How to emit events into kafka

1,535 views
Skip to first unread message

nara....@gmail.com

unread,
Jun 5, 2013, 2:58:21 AM6/5/13
to druid-de...@googlegroups.com
Hi,

I am new to druid and kafka. I dont know how to emit data or events to kafka. My requirement is to add log data to druid. The data will be in log files(txt or json file) and i want to use realtime node for this. Pls let me know if anyone has tried with realtime ingestion and also the procedure to emit data into kafka.


Thanks,
Sailaja

Eric Tschetter

unread,
Jun 5, 2013, 1:58:02 PM6/5/13
to druid-de...@googlegroups.com
Kafka has pretty decent documentation at


You can start with the 0.7 quick start.  A producer is what you want in order to put data into kafka.
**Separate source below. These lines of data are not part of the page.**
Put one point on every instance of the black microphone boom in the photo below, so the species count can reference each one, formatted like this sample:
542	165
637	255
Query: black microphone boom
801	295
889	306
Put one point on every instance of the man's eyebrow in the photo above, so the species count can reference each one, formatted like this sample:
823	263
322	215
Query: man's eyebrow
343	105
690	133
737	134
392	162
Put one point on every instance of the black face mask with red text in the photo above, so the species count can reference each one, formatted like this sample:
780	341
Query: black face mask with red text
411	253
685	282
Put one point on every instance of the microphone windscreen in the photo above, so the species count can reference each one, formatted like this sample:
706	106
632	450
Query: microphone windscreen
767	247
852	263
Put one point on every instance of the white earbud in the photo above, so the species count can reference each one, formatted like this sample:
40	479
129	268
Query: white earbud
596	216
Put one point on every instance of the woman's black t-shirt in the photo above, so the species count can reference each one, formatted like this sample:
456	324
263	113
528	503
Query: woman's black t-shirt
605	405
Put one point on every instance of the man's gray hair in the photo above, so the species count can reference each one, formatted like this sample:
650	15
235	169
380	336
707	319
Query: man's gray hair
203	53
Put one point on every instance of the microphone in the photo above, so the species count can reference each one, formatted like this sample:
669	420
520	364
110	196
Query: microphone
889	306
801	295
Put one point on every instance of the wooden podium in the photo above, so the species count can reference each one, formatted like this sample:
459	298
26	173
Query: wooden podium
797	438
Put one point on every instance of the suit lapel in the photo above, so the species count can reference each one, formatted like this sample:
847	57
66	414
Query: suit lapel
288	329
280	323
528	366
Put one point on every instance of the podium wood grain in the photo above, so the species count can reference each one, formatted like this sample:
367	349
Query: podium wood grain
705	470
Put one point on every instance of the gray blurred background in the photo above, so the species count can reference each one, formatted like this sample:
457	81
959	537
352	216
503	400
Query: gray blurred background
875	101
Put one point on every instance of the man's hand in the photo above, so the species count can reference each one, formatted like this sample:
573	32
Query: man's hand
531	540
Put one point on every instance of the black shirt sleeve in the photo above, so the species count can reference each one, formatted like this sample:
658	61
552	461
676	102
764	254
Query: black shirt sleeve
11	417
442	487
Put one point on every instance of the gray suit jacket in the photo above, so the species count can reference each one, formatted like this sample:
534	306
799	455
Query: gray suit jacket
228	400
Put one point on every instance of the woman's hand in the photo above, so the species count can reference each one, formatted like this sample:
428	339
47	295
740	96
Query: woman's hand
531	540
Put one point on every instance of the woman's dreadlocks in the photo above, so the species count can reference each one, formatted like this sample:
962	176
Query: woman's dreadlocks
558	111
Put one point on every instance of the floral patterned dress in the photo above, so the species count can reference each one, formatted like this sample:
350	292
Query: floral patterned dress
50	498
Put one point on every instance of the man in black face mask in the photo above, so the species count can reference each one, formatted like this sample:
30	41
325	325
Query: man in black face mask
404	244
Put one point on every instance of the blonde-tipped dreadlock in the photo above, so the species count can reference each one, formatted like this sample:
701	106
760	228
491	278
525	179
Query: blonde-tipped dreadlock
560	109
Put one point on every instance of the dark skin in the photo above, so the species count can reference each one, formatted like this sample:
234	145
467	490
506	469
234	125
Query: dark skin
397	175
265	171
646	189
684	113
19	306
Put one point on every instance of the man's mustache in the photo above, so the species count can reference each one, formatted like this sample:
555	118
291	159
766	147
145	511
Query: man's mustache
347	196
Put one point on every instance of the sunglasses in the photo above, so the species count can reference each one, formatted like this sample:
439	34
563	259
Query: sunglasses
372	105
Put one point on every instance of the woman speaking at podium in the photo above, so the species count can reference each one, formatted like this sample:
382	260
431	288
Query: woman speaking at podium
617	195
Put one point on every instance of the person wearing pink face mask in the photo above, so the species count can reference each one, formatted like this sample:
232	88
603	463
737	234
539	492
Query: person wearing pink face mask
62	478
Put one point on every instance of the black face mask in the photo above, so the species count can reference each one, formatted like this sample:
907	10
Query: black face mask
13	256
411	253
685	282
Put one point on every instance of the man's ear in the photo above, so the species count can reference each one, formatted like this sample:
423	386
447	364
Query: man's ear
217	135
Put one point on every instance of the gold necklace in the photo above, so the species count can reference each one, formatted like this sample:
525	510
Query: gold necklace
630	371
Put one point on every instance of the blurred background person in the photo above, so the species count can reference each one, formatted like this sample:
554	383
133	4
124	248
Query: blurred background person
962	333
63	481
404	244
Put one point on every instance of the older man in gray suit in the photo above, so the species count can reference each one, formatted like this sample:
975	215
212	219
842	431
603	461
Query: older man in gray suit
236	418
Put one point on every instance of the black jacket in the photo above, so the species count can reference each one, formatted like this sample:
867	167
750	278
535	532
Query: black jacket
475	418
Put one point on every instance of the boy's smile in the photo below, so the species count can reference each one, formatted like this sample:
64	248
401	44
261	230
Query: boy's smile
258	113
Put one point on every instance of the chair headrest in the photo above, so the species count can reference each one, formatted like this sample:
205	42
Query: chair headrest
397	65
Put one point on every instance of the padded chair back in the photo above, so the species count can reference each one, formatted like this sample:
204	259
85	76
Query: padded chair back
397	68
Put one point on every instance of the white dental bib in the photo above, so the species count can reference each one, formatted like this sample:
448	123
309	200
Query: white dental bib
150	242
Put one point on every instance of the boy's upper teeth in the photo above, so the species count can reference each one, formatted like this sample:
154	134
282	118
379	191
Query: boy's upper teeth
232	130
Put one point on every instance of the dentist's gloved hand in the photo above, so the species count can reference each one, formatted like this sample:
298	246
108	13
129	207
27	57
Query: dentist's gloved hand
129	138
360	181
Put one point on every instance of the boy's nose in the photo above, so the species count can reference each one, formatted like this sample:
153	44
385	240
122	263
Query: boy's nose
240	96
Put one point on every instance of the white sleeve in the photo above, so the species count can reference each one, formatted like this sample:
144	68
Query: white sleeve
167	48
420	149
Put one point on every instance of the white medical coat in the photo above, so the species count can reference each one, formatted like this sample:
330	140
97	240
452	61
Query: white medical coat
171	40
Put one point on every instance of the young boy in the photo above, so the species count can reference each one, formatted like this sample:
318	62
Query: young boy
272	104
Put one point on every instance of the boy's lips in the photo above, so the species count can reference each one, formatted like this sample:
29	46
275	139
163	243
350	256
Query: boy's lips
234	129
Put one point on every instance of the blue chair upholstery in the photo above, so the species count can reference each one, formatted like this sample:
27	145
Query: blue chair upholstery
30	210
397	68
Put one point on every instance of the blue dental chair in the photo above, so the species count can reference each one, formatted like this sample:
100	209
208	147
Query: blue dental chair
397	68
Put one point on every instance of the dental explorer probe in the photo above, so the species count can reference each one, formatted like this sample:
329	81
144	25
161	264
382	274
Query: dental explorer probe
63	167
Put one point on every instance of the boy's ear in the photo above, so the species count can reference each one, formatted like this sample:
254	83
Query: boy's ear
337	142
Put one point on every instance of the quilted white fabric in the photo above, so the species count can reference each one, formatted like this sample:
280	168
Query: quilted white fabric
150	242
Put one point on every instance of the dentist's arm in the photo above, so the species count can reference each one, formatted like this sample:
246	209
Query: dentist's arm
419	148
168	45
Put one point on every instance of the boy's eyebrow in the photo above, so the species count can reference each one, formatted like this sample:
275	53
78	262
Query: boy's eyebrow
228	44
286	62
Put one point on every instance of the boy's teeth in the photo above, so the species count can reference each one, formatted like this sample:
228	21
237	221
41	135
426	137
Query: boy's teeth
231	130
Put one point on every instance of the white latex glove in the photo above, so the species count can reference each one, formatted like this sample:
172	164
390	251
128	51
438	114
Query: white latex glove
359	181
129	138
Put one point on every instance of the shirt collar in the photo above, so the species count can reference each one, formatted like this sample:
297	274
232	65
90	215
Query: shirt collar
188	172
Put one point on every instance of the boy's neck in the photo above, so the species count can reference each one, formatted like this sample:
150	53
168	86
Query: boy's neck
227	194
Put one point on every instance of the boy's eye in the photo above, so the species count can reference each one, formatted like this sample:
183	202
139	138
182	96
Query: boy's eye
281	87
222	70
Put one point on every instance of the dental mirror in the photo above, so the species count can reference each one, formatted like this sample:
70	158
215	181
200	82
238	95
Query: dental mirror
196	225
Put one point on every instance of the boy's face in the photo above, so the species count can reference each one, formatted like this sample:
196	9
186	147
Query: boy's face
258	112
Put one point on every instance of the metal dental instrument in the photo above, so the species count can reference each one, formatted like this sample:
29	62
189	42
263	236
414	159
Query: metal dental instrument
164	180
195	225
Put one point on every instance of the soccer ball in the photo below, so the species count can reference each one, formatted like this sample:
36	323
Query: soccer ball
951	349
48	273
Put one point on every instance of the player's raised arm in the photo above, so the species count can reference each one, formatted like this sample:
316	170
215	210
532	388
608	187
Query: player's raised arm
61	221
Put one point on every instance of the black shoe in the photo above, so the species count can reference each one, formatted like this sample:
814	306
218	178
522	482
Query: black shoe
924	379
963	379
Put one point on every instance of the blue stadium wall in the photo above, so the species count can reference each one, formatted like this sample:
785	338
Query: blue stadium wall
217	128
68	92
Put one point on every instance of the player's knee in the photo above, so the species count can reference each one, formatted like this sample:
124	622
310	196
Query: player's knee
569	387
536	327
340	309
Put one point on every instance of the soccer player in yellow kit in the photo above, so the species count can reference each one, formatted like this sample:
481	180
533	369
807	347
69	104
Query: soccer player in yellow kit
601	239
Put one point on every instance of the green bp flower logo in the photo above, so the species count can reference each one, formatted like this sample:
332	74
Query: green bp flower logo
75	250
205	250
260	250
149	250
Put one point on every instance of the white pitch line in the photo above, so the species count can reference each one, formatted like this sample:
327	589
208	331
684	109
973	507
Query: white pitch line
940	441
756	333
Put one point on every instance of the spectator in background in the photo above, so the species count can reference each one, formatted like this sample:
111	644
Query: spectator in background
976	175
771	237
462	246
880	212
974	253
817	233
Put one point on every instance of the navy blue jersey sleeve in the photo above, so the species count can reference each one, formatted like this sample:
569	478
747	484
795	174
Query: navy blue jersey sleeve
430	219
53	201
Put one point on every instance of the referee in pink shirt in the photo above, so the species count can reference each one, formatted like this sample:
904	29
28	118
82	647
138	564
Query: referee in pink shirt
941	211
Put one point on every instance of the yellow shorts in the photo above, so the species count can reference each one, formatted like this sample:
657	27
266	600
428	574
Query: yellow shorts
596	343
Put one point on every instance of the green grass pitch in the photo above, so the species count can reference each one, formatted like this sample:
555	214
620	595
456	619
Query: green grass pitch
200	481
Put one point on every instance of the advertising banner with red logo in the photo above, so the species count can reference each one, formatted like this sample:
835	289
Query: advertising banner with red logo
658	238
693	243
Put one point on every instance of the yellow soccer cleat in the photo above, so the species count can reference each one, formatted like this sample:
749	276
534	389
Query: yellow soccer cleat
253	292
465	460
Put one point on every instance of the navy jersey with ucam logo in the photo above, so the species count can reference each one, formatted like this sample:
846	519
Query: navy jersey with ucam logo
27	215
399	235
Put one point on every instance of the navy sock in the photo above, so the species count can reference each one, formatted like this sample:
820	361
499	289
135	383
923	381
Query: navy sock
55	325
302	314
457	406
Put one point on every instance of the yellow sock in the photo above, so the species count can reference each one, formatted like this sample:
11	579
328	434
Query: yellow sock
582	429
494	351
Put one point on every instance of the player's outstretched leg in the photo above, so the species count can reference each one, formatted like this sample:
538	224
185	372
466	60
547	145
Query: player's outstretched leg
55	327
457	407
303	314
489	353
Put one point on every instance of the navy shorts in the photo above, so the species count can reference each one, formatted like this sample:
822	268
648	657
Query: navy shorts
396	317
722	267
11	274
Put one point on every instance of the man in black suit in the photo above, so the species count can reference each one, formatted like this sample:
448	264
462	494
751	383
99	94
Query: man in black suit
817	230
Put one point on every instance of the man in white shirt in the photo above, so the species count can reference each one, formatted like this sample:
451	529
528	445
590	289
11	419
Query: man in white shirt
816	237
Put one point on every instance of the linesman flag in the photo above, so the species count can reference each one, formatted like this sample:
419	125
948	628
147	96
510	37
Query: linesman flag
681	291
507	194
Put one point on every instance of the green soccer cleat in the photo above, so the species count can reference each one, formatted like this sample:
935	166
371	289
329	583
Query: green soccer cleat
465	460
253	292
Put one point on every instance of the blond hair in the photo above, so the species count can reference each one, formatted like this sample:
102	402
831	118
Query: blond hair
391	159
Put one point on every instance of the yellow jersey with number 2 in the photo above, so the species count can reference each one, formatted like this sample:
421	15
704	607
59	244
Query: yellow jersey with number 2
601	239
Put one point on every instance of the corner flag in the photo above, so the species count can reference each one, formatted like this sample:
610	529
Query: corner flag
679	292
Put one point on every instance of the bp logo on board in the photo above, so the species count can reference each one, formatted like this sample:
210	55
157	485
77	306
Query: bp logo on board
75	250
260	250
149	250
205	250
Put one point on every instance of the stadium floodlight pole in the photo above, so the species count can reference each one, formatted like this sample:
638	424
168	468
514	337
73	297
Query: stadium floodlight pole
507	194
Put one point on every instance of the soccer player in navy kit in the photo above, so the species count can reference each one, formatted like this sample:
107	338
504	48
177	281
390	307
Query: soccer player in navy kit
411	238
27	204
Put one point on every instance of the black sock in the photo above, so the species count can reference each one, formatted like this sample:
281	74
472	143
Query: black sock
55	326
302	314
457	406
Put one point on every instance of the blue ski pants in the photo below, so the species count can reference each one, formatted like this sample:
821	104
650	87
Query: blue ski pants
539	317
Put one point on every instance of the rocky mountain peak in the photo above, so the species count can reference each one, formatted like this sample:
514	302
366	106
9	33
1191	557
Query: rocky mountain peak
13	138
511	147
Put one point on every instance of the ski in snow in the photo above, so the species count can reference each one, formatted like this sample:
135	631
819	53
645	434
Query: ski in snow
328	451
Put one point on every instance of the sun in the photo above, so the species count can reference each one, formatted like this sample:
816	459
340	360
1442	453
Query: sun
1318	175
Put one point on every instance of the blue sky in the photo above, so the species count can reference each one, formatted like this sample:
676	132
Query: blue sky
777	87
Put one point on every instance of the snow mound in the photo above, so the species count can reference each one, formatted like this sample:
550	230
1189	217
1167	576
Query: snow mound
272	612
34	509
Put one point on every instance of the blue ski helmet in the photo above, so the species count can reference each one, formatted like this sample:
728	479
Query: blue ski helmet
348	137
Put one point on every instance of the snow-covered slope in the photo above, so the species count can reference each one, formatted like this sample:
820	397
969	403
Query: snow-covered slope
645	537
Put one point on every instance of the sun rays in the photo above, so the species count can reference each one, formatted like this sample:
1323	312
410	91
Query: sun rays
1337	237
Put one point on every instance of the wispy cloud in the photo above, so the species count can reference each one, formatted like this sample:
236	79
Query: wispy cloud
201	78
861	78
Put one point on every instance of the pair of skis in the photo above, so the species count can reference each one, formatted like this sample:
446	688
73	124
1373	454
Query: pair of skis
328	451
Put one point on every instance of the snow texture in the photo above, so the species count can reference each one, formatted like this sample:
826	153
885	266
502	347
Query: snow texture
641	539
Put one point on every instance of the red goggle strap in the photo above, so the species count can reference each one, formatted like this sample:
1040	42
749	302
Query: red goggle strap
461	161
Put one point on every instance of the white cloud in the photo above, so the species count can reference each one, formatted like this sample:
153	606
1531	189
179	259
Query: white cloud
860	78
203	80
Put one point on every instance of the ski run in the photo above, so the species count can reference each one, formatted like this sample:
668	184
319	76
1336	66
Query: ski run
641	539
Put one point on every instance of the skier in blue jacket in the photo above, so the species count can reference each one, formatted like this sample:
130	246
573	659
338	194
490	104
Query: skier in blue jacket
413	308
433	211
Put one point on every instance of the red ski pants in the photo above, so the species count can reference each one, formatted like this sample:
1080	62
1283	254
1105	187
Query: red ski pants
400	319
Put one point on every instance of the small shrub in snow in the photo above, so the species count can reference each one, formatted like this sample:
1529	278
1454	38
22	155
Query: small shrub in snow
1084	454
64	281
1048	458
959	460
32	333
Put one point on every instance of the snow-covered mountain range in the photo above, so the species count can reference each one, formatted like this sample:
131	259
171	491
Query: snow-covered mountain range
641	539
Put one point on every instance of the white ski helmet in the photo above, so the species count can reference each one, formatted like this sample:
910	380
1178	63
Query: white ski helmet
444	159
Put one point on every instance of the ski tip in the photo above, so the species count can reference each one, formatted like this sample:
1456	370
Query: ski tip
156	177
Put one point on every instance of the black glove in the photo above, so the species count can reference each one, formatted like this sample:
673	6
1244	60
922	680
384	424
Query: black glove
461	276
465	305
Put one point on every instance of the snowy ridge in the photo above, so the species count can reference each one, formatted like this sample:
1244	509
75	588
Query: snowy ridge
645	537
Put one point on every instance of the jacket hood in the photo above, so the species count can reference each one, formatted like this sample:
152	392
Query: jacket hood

You can look at some of the ecosystem projects for how they emit events into Kafka as well if your language of choice is not Java:


--Eric



--
You received this message because you are subscribed to the Google Groups "Druid Development" group.
To unsubscribe from this group and stop receiving emails from it, send an email to druid-developm...@googlegroups.com.
To post to this group, send email to druid-de...@googlegroups.com.
To view this discussion on the web visit https://groups.google.com/d/msgid/druid-development/b7a74205-dd94-49c1-b333-4b092861e9ff%40googlegroups.com?hl=en.
For more options, visit https://groups.google.com/groups/opt_out.
 
 

Fangjin Yang

unread,
Jun 5, 2013, 2:00:13 PM6/5/13
to druid-de...@googlegroups.com
You may also want to consider your own firehose:

The code has a few examples of how different firehoses are implemented.


Fangjin Yang

unread,
Jun 6, 2013, 12:39:51 PM6/6/13
to druid-de...@googlegroups.com
Hi Sailaja,

Thinking about your problem more. I think there are a few steps you have to take:
1) Convert your raw log data to JSON. Make sure the format is similar to the examples provided earlier. 
2) If you want to use an intermediate message bus, look into Kafka. If data durability is not important to you right now, you can also look at the EventReceiverFirehoseFactory. This is not fully documented yet but it is a firehose that you can post HTTP events to directly.

Thx,
FJ 

nara....@gmail.com

unread,
Jun 10, 2013, 7:00:04 AM6/10/13
to druid-de...@googlegroups.com
Hi Eric,

Thanks for the reply.I am having some issues with realtime nodes. pls let me know if my understanding is correct or not.pls find below the procedure i have followed for realtime insertion.pls let me know whether its correct or not.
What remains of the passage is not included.